Indemnisés, mais pas chômeurs
Le portage salarial comme mise à disposition
des allocations chômage pour les « travailleurs autonomes »
Alexis Louvion
Université Paris-Dauphine,
PSL Research University,
CNRS [UMR 7170]
IRISSO
L’accès aux indemnités chômage constitue, pour les pouvoirs publics, un levier privilégié de la « sécurisation des parcours professionnels1 », entendue non pas comme la sécurisation de l’emploi lui-même, mais plutôt comme celle du passage d’un emploi à un autre (collectif de 7 laboratoires, 2014), ou plus encore du salariat à certaines formes d’entrepreneuriat2. Envisagés comme des moyens d’assurer des transitions professionnelles à moindre coût pour le travailleur, ces droits sont censés le rendre capable d’une meilleure gestion de sa carrière. Que le président de la République récemment élu propose de rendre indemnisables les travailleurs indépendants3 témoigne de l’actualité de cette logique, qui n’est pas sans faire écho à l’appel à « équiper les marchés transitionnels » (Gazier, 2008). L’ouverture des droits aux indemnités chômage aux travailleurs indépendants n’est toutefois pas une totale nouveauté : le portage salarial (voir encadré 104ci-dessous) fournit ainsi, depuis une dizaine d’années maintenant, un bon observatoire de l’ouverture des indemnités chômage à une population qui en est traditionnellement éloignée : ce sont en effet à tous les « travailleurs autonomes4 » portés que le dispositif propose d’accéder aux mêmes droits que ceux des salariés.
1. Le portage salarial : une forme d’emploi triangulaire
brouillant les frontières entre travail indépendant
et travail salarié
Le portage salarial est une forme d’emploi triangulaire qui concerne aujourd’hui entre 50 000 et 70 000 travailleurs5. Si ses modalités d’application sont discutées par les partenaires sociaux depuis la loi « portant modernisation du marché du travail » du 25 juin 2008, c’est par une ordonnance, prise le 2 avril 2015 et ratifiée par la loi du 8 août 2016 relative au travail, à la modernisation du dialogue social et à la sécurisation des parcours professionnels (dite « Loi travail ») que le dispositif acquière une véritable sécurité juridique. Le portage salarial est utilisé par un « travailleur autonome » : il trouve lui-même ses clients, définit le contour de ses prestations de façon autonome et en détermine le prix.

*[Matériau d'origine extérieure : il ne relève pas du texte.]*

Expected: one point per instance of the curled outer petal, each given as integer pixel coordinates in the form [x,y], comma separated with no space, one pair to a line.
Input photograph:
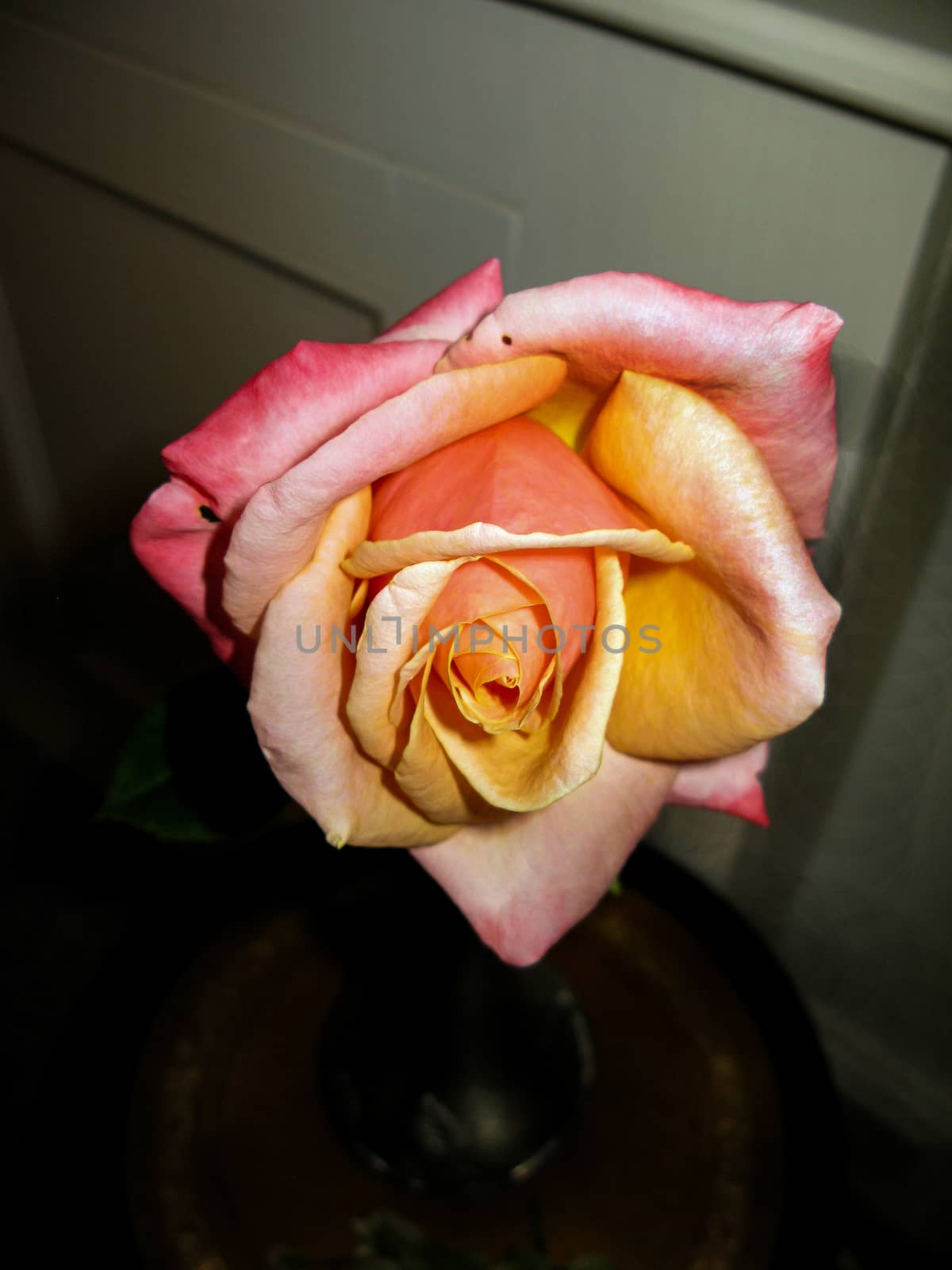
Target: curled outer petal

Parallèlement à cette prestation, il signe un contrat de travail (qui peut être un CDD ou un CDI) avec une entreprise de portage salarial agissant comme tiers employeur. Le client verse ensuite le chiffre d’affaires correspondant à la prestation du porté à l’entreprise de portage, qui déduit de ce montant sa commission (de l’ordre de 10 %), cotisations salariales et patronales, pour reverser la somme au salarié porté sous forme de salaire. La rémunération des portés est strictement indexée à leur chiffre d’affaires et n’est assise sur aucun salaire fixe dont le montant serait fixé à l’avance, ce qui signifie que certains mois la fiche de paye des portés peut indiquer un salaire très faible voire nul. Grâce à leur statut de salarié et au fait de cotiser, les portés peuvent donc bénéficier des allocations chômage une fois que leur CDD prend fin ou en rompant un contrat en CDI (souvent par une rupture conventionnelle négociée en amont de la signature du contrat avec l’entreprise de portage). Le porté se présente ainsi comme un « salarié asubordonné » : disposant du statut juridique de salarié, on ne saurait pourtant trouver dans la relation qui l’unit à son employeur (l’entreprise de portage) les indices d’un lien de subordination défini par des jurisprudences successives6 : il ne reçoit pas « d’ordre » de sa part, ne voit 105« l’exécution » de son travail contrôlée que par son client (et non son employeur), et rares sont les « sanctions » que l’entreprise de portage pourrait lui infliger.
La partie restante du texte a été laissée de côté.